OK, I am going to play (literally!) devil’s advocate here, for the sheer sake of being ornery. Did Essie Mae Washington-Williams speak with the Thurmond family before going public with her press conference? I can see how that woud be seen as thoughtless, grandstanding if she never told the family she was going to do that. Several family members have said (paraphrasing), “Well, it would have been nice if she’d at least mentioned it to us before showing up on CNN.”

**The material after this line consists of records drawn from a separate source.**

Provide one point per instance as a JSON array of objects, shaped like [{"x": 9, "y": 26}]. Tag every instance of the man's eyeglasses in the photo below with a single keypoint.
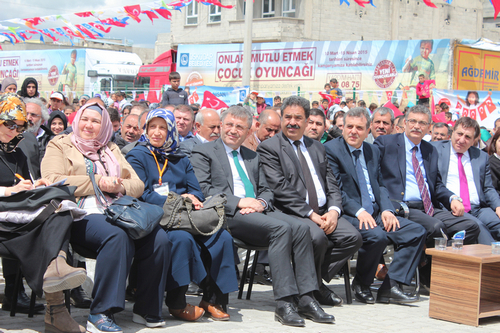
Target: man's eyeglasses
[{"x": 12, "y": 125}]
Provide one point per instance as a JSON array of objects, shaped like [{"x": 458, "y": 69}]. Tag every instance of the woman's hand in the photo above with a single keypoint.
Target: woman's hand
[
  {"x": 23, "y": 185},
  {"x": 196, "y": 203},
  {"x": 111, "y": 185}
]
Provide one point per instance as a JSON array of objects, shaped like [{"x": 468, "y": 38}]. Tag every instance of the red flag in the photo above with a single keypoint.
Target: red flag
[
  {"x": 84, "y": 14},
  {"x": 328, "y": 97},
  {"x": 439, "y": 118},
  {"x": 165, "y": 13},
  {"x": 150, "y": 14},
  {"x": 100, "y": 27},
  {"x": 394, "y": 109},
  {"x": 429, "y": 3},
  {"x": 212, "y": 102},
  {"x": 134, "y": 12}
]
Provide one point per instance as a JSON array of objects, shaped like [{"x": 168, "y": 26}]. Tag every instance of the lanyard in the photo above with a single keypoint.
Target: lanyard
[{"x": 160, "y": 171}]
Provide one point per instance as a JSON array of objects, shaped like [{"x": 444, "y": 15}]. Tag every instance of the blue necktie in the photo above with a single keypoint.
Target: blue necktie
[
  {"x": 366, "y": 201},
  {"x": 249, "y": 192}
]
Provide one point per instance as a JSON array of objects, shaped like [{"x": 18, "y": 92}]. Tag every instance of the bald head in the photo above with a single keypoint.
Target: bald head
[
  {"x": 269, "y": 125},
  {"x": 207, "y": 124}
]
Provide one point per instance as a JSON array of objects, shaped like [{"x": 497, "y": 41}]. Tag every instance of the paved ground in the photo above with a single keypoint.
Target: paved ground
[{"x": 257, "y": 315}]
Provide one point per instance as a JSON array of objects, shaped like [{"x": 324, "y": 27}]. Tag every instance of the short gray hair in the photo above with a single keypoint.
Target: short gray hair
[
  {"x": 358, "y": 112},
  {"x": 38, "y": 101},
  {"x": 383, "y": 111},
  {"x": 238, "y": 112},
  {"x": 296, "y": 101},
  {"x": 419, "y": 109}
]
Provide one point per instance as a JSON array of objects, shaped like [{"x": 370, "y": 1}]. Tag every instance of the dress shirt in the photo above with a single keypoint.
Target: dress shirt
[
  {"x": 238, "y": 186},
  {"x": 202, "y": 139},
  {"x": 188, "y": 136},
  {"x": 453, "y": 180},
  {"x": 412, "y": 192},
  {"x": 320, "y": 192}
]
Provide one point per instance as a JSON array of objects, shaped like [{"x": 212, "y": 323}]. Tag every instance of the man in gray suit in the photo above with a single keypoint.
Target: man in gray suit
[
  {"x": 471, "y": 179},
  {"x": 304, "y": 186},
  {"x": 207, "y": 124},
  {"x": 356, "y": 165},
  {"x": 225, "y": 166}
]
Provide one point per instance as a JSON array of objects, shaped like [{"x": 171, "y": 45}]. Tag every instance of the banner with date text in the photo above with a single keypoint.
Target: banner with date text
[{"x": 483, "y": 106}]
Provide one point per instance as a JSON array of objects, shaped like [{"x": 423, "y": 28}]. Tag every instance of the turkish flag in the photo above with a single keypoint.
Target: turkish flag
[
  {"x": 212, "y": 102},
  {"x": 394, "y": 109}
]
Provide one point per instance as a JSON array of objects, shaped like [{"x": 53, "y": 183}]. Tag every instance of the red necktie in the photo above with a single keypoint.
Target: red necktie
[{"x": 464, "y": 186}]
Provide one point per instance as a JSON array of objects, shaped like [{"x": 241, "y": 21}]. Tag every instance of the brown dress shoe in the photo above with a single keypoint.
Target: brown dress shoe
[
  {"x": 214, "y": 311},
  {"x": 189, "y": 313}
]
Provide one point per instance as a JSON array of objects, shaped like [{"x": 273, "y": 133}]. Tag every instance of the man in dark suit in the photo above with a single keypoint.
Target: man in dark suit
[
  {"x": 471, "y": 179},
  {"x": 411, "y": 175},
  {"x": 367, "y": 206},
  {"x": 224, "y": 166},
  {"x": 207, "y": 124},
  {"x": 304, "y": 186}
]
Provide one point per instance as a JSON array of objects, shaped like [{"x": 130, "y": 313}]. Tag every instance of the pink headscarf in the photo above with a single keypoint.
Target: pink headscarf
[{"x": 92, "y": 148}]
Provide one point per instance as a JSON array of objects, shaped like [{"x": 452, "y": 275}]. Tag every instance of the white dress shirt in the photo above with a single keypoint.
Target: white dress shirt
[
  {"x": 320, "y": 192},
  {"x": 453, "y": 180}
]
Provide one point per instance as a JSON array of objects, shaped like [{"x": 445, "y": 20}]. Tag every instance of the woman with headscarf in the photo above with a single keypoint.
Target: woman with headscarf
[
  {"x": 73, "y": 157},
  {"x": 29, "y": 89},
  {"x": 163, "y": 168},
  {"x": 43, "y": 262},
  {"x": 56, "y": 124},
  {"x": 9, "y": 85}
]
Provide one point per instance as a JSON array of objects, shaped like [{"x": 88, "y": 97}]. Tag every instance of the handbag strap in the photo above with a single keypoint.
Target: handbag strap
[{"x": 44, "y": 215}]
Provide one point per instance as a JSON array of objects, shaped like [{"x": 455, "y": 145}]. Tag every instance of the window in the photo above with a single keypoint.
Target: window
[
  {"x": 289, "y": 8},
  {"x": 192, "y": 13},
  {"x": 215, "y": 14},
  {"x": 267, "y": 8}
]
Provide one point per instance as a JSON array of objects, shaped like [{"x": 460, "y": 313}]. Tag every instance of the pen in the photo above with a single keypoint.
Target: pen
[{"x": 19, "y": 176}]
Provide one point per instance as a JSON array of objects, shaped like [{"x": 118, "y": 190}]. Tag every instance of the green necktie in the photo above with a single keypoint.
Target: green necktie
[{"x": 249, "y": 193}]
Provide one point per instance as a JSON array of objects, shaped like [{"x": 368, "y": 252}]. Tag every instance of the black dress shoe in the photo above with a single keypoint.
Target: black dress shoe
[
  {"x": 80, "y": 298},
  {"x": 263, "y": 279},
  {"x": 287, "y": 315},
  {"x": 362, "y": 293},
  {"x": 325, "y": 296},
  {"x": 193, "y": 289},
  {"x": 314, "y": 312},
  {"x": 395, "y": 295},
  {"x": 23, "y": 303}
]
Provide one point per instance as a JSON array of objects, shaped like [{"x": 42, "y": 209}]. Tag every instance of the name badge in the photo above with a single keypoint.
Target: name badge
[{"x": 161, "y": 189}]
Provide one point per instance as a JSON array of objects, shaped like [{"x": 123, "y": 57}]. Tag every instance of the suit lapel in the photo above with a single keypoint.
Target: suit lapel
[
  {"x": 444, "y": 161},
  {"x": 220, "y": 153},
  {"x": 402, "y": 157},
  {"x": 288, "y": 149}
]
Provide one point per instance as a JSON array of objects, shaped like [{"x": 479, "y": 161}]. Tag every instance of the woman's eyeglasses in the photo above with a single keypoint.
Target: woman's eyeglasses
[{"x": 12, "y": 125}]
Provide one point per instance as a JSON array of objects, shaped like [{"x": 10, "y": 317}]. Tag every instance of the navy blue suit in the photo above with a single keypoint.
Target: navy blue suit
[
  {"x": 484, "y": 213},
  {"x": 181, "y": 179},
  {"x": 408, "y": 240},
  {"x": 393, "y": 169}
]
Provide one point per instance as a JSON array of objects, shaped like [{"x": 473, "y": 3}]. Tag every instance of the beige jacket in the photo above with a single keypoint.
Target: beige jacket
[{"x": 63, "y": 160}]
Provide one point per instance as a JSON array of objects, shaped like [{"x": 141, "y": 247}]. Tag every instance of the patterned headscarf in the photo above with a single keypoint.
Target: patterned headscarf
[
  {"x": 97, "y": 149},
  {"x": 12, "y": 108},
  {"x": 171, "y": 144}
]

If she did tip off the Thurmonds first, “never mind.”
One niece did have a legitimate point: "You have to turn on the TV and there are jokes about him, and you’re still grieving."of course, that is the fault of Strom Thurmond and Jay Leno, not Essie Mae Washington-Williams.
“Probably” physical rape? That’s a pretty harsh accusation. Any supporting evidence for that? Admittedly, a black housekeeper in 1920’s South Carolina probably isn’t in much of a position to say “no” when her employer’s kid is putting the moves on her. But it’s just possible she didn’t want to say “no,” either.
As for it being statutory rape, I’m not so sure. What’s the age of consent in South Carolina now? What was in it 1925?
Surely that would be sexual harassment, not rape, no? “Have sex with me or your fired” is not the same as “Have sex with me or I’ll cut you up.” Not that I’m defending either action, of course, it’s just that I don’t like to see the psychic impact of the word “rape” devalued.